The key risk to our view remains the same as back in August. Despite economic developments suggesting a relatively low likelihood for a hike in the near-term, the BoE may want to revive speculation on that front in order to support the pound and thereby, curb inflation. In this case, Carney could say that the MPC discussed the prospect of a hike, but decided against it for now.

In Switzerland, the SNB will announce its rate decision as well. Economic developments have been somewhat decent since the Bank last met. On the inflation front, the CPI rate dropped notably in June, rebounded thereafter and in August it matched its May levels. The unemployment rate remained unchanged in July, while growth is expected to have accelerated, but slightly, in Q2. As for the all-important franc, it weakened notably against the euro, but it remained relatively unchanged against the dollar. However, the recent weakness against the euro has failed to boost Switzerland’s economic outlook in a meaningful way, evident by the disappointing KOF indicator and Credit Suisse investor sentiment index, both for August.

Therefore, we don’t expect the SNB to change tune. We think policymakers are likely to repeat the usual mantra – that the franc remains significantly overvalued and that the Bank will remain active in the FX market as necessary in order to curb any gains in the currency.

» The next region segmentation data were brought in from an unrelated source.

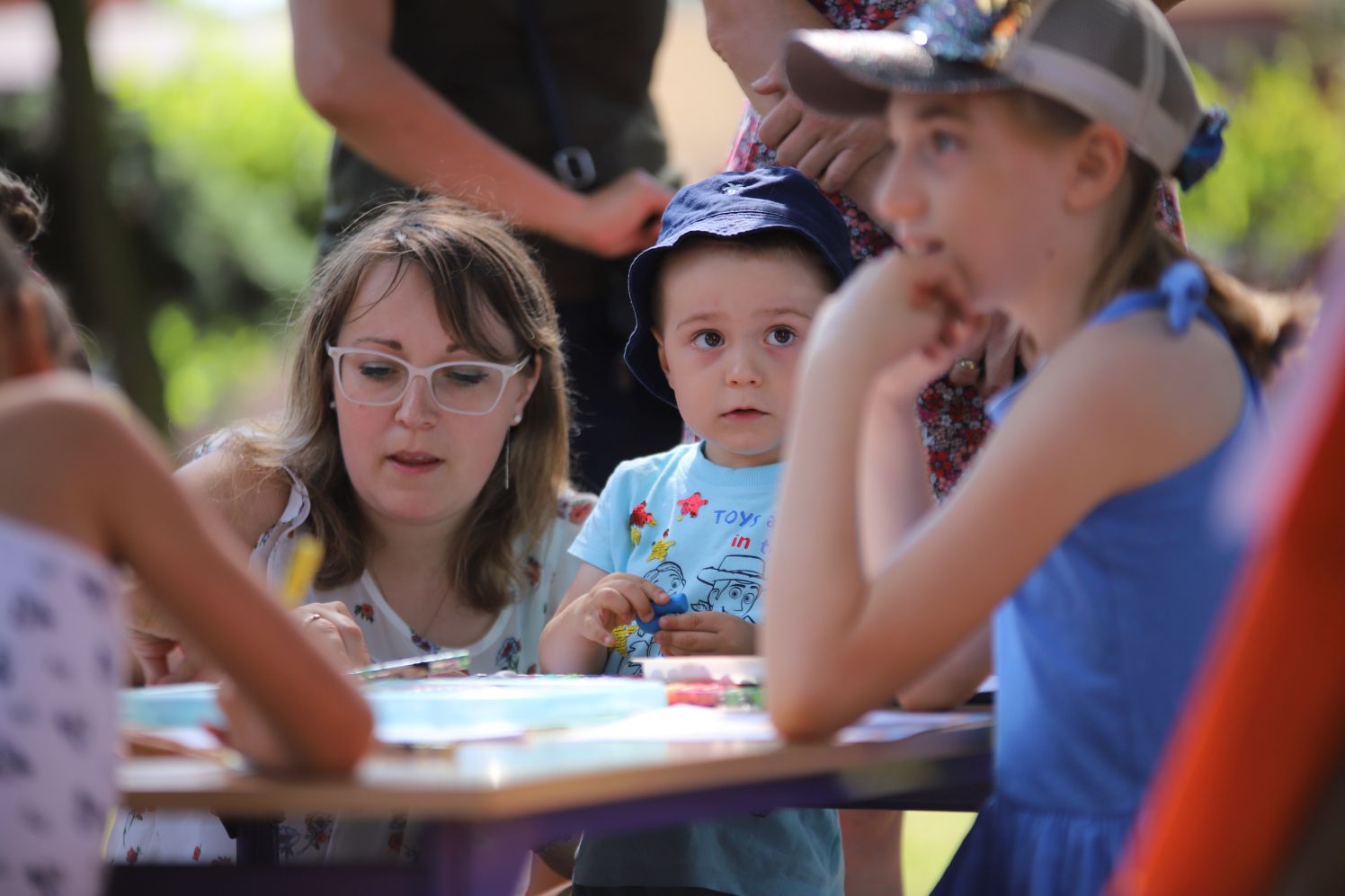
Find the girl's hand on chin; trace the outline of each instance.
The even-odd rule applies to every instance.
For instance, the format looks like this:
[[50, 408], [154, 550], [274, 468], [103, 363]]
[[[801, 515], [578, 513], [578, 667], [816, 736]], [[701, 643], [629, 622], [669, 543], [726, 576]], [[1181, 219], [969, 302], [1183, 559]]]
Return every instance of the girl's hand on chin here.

As for the economic indicators, during the Asian morning, Australia’s employment data for August are due out. Our own view is that the labor market may have posted another month of solid employment gains, something supported by the ANZ job ads indicator, which showed advertisements rising for the 6th consecutive.

From China, we get retail sales, industrial production and fixed asset investment, all for August. Expectations are for retail sales as well as industrial production to have accelerated in yearly terms, while fixed asset investment is expected to have slowed somewhat. The forecasts for retail sales and industrial production are supported by the nation’s official manufacturing PMI, which showed that output growth was faster compared to a year ago. What’s more, the production sub-index was much higher than August 2016.

In the US, we get CPI data for August. Given the increasingly concerned remarks on Wednesday by Brainard and Kashkari over inflation and interest rates, this set of CPI data is likely to attract more attention than usual, as it could prove critical on whether the FOMC will indeed proceed with another rate hike this year. Expectations are for the headline rate to have ticked up, but for the core rate to have ticked down. This combination makes us believe that the rise in the headline rate may be owed primarily to movements in volatile items, such as energy-related products and food. Therefore, as long as core inflation remains subdued, we doubt that the headline print will be enough to drag forth expectations for the next Fed hike. Actually, we believe something like that may be the reason for the number of concerned policymakers around inflation to increase at the upcoming Fed meeting, and for the probability for another rate hike by year-end to drop further. According to the Fed fund futures, that probability currently stands at around 30%.

Finally on Friday, we get the US retail sales for August and expectations are for both the headline and core rates to have declined somewhat. That said, both the nation’s consumer sentiment indices for the month did not paint a clear picture. Even though the U o M print declined, the Conference Board index continued to rise, making us hesitant to place too much faith in the forecast.